All of the competition divisions revolve around the basic premise of kenpo as a self-defense technique, not as a sport. Hagood said the disciple combines aspects of several other martial arts to create a self-defense system in which practitioners use specific movements to respond to specific attacks.

Hagood stressed that the idea is never to instigate a fight but to be ready to defend yourself.

"It doesn't have to be aggressive," he said. "But once the person decides to defend themselves, it's nasty."

While the chance to compete was thrilling for the young students, it's all par for the course for the school, which has been training Treasure Valley karate students for more than 25 years.

Hagood started as a casual student himself, joining a class after a co-worker began teaching him kenpo karate in a park during their lunch break.

"My confidence level wasn't where it needed to be [in terms of] self defense," Hagood said. "I didn't want to be out of control."

A life-long athlete, Hagood felt immediately drawn to kenpo, a practice that appealed to him both in its physicality and the mental concentration required to advance. Kenpo, like many other forms of martial arts, stresses both self-discipline and respect.

"This is a life change," Hagood said, adding that students must show both physical and personal growth in order to earn advancements.

As Deroin and Rambough, both brown belts, demonstrated a carefully choreographed sequence of movements, Hagood explained that each student must have focused mental concentration as well as the physical knowledge to be able to do the exercise as it is intended.

He continued the tutorial as Rotta, a freshly minted brown belt, demonstrated self-defence techniques using Czarnecki as a target. Physical force is masked behind precise movements, but Hagood said students must have an understanding of their strength and the consequences of their actions in order to perform using full strength, but still pull the punches at the last second.

He smiled as he watched Rotta throw Czarnecki to the ground, pointing out that Rotta and Knight are girls who will never be caught off guard in a dark alley.

Hagood began teaching not long after he joined the school, originally located on Main Street in downtown Boise. It soon outgrew the space and in 1986, moved to its present home in downtown Meridian.

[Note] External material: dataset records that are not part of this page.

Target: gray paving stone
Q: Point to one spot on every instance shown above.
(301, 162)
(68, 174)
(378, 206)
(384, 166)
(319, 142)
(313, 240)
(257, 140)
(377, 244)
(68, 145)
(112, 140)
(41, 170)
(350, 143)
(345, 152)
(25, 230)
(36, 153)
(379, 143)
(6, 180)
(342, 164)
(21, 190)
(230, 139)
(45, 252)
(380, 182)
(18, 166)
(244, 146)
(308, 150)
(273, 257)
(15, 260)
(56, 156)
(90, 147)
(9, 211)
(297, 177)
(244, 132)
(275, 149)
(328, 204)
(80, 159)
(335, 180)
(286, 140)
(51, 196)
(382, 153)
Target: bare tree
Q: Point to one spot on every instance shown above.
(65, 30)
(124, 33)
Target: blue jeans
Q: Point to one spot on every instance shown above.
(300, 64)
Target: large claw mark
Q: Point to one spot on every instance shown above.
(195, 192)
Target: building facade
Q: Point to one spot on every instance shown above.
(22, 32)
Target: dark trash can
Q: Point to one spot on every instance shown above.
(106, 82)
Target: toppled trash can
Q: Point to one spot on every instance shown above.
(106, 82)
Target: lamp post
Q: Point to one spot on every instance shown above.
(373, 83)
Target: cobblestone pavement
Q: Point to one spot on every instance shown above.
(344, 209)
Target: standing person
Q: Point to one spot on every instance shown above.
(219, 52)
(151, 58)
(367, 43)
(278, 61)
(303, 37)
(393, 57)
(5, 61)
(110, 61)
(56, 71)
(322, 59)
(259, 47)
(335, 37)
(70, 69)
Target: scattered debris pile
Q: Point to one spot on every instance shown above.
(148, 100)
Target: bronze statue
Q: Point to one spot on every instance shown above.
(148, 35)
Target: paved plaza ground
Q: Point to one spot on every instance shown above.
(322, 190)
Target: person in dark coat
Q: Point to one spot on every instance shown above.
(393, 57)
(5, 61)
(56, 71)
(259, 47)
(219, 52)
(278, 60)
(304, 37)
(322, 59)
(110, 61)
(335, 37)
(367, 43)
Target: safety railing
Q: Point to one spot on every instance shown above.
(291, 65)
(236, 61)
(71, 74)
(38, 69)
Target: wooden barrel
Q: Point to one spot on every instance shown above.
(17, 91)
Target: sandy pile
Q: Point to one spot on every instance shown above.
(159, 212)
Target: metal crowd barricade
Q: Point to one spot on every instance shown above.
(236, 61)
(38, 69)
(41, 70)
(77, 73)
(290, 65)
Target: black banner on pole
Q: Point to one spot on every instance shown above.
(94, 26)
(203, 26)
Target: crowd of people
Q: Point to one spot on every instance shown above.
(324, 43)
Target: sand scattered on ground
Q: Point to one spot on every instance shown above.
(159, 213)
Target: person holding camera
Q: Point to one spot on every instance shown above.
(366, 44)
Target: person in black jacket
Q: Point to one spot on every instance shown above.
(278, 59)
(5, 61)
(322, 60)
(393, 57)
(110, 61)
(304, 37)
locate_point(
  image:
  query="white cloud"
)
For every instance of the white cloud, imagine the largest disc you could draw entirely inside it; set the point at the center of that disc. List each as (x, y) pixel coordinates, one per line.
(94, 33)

Based in a converted church, Hagood said the location caused some consternation just after the move. But decades later, the building is still a place of spiritual concentration—just of a different sort. Now the sanctuary is lined with gray mats, and what was once the altar now displays the school's sign and several of the ranking members' belts. Trophies and group pictures line the lobby, but visitors get the feeling that it's still a place of reverence.

In the 1980s, the karate scene in the valley was much larger, with up to four local tournaments each year. The opportunity for competition drove Hagood to succeed, and he was asked to be a member of the United States Kenpo Team three times, competing in Ireland, Sweden and Spain.

Most of the students who competed in California said they originally got into kenpo at the encouragement of, or even with, family, but found the camaraderie, support and competition kept them with it.

"It's kept me out of a lot of trouble," said Deroin.

The need to serve as a role model has also kept many of the more advanced students in line. As they climb the ranks, they begin working with some of the younger students.

"We're always on our game," Rambough said.

"You're more aware of the little things you do," Rotta said.

But those little things have forced the Idaho students to compete at a higher level than many of their peers from other schools.

While at the tournament in California, Czarnecki said the word was out on his team. "A couple of people said, 'Watch out for Team Idaho,'" he said with a smile as he remembered being the team to beat.

It's an experience that wasn't lost on the rest of the group, especially after they began racking up the wins.

"The [first] day of the tournament, they said they wanted to come back," Czarnecki said.